吸血鬼から助けてくれた男については、ミネリスが個人的に雇った信用のおける協力者であることは告げたが、その正体が英雄の亡霊であることは告げていない。吸血鬼退治の専門家だと言っている。
信用できないと護衛たちは思っているようだが、実際のところ彼女が蝙蝠に襲われたことに気付いた護衛たちは誰もいなかった。
一緒にいないのは、相手の出方を探るため隠れて護衛していることにした。
その言い訳を必死に考えさせられたことに、ミネリスは少し苛立っていた。
ガウディルがみんなの前に出て説明してくれたら、ミネリスはそんな苦労をしなくて済んだのに。
「もっとリラックスしたらどうですか? 緊張がパトリックに伝わりますよ」
ミネリスが風を浴びたくて御者席に座っていたら、隣で馬を操るラークが朗らかな口調で言った。
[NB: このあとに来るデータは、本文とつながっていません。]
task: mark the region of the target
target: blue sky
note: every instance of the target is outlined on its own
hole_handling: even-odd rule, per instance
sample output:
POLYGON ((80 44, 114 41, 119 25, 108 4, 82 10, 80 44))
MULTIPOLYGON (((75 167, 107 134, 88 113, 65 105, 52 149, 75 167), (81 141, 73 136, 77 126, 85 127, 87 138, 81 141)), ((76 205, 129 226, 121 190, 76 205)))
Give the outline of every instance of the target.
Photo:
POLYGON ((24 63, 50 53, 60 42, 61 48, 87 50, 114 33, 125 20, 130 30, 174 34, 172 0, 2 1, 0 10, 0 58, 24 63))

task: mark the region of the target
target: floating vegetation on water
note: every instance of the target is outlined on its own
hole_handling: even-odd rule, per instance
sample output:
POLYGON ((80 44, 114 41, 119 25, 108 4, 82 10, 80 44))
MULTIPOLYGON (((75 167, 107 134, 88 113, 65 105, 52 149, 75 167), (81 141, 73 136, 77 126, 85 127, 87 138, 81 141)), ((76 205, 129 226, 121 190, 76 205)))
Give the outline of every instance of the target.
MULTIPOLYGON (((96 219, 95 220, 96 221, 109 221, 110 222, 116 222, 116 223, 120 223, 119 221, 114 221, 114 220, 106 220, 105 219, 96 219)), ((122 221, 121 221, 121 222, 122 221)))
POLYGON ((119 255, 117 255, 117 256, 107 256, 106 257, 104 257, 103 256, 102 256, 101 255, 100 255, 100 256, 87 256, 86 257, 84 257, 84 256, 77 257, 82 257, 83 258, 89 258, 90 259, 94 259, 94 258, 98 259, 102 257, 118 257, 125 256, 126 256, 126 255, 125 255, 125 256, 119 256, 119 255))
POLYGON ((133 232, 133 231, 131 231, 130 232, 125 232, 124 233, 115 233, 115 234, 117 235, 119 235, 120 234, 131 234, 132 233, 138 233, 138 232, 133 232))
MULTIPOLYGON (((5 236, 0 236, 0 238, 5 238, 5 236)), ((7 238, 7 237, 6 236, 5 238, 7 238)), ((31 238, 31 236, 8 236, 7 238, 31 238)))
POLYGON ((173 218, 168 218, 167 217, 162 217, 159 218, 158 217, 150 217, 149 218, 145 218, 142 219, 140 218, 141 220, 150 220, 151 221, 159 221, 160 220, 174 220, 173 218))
「あなたは緊張感無さすぎじゃないの? 昨日もあの騒ぎの中で一人寝ていたのでしょ?」
「普段はあそこまで熟睡しないんですけど、護衛の皆さんがいるから安心して寝てました」
目を覚ましたら護衛だけでなくパトリックもいなくなって驚いたと彼は言う。
「その図太い神経を少し分けて欲しいわ」
ミネリスは嘆息混じりに言うが、確かに緊張のし過ぎはよくないと頷いた。
「ラークは何で冒険者をやってるの? あなたの腕なら冒険者より身入りのいい仕事もいっぱいあるでしょ?」
「フットワークが軽い仕事だからですね。実は探している人がいるんですよ。その人の情報が一番手に入りやすいのが冒険者で、見つかった時に直ぐに追いかけられるのも冒険者だからです。他の仕事だと急にやめることもできませんからね」
「なにそれ、ストーカー?」
「彼女に言われたんですよ。『どこにいるかわからないけれど、必ず私のことを見つけて』ってね。居場所のヒントもなにもくれないので大変ですよ」
「大変な女のことを好きになったのね。でも、少しロマンチック」
ミネリスが目を細めて微笑む。
「でも、見つけたところでその彼女が結婚していたらどうするの?」
「それはありませんよ」
「信用してるのね」
「ええ。ミネリス様こそどうなんですか? 御姫様なら婚約者の一人や二人いるでしょ?」
「二人もいるわけないでしょ。ダンルガルド王国の第一王子に嫁ぐことになってたわ。両国の関係強化のためにね」
「なってた?」
「第一王子が死んだのよ」
「原因は?」
「病気だって聞いてるけど、それが事実かどうかわからないわ。おかげで私の婚約話は宙づり状態ね。あ、別に悲しいわけじゃないのよ。会ったこともない相手……」
とミネリスはそこまで言ってふと我に返った。
一応、調べればわかる内容ではあるが、しかし公表されている情報ではない。
少し親しくなったからといって、数日間一緒にいるだけの相手に話す内容ではない。
「ミネリス様、よかったらこれ使ってください」
「え?」
ラークは腰に差していた剣を鞘ごと無造作に外し、ミネリスに渡した。
彼女は今回の旅で二本の剣を持ってきていたが、一本はガウディルとの戦いで砕けた。
もう一本は先日、吸血鬼と戦った時に使っていた。砕けはしなかったが、吸血鬼と剣を交えたときに大きく刃こぼれし、鈍器としてならまだしも剣としてはまともに使える状態ではない。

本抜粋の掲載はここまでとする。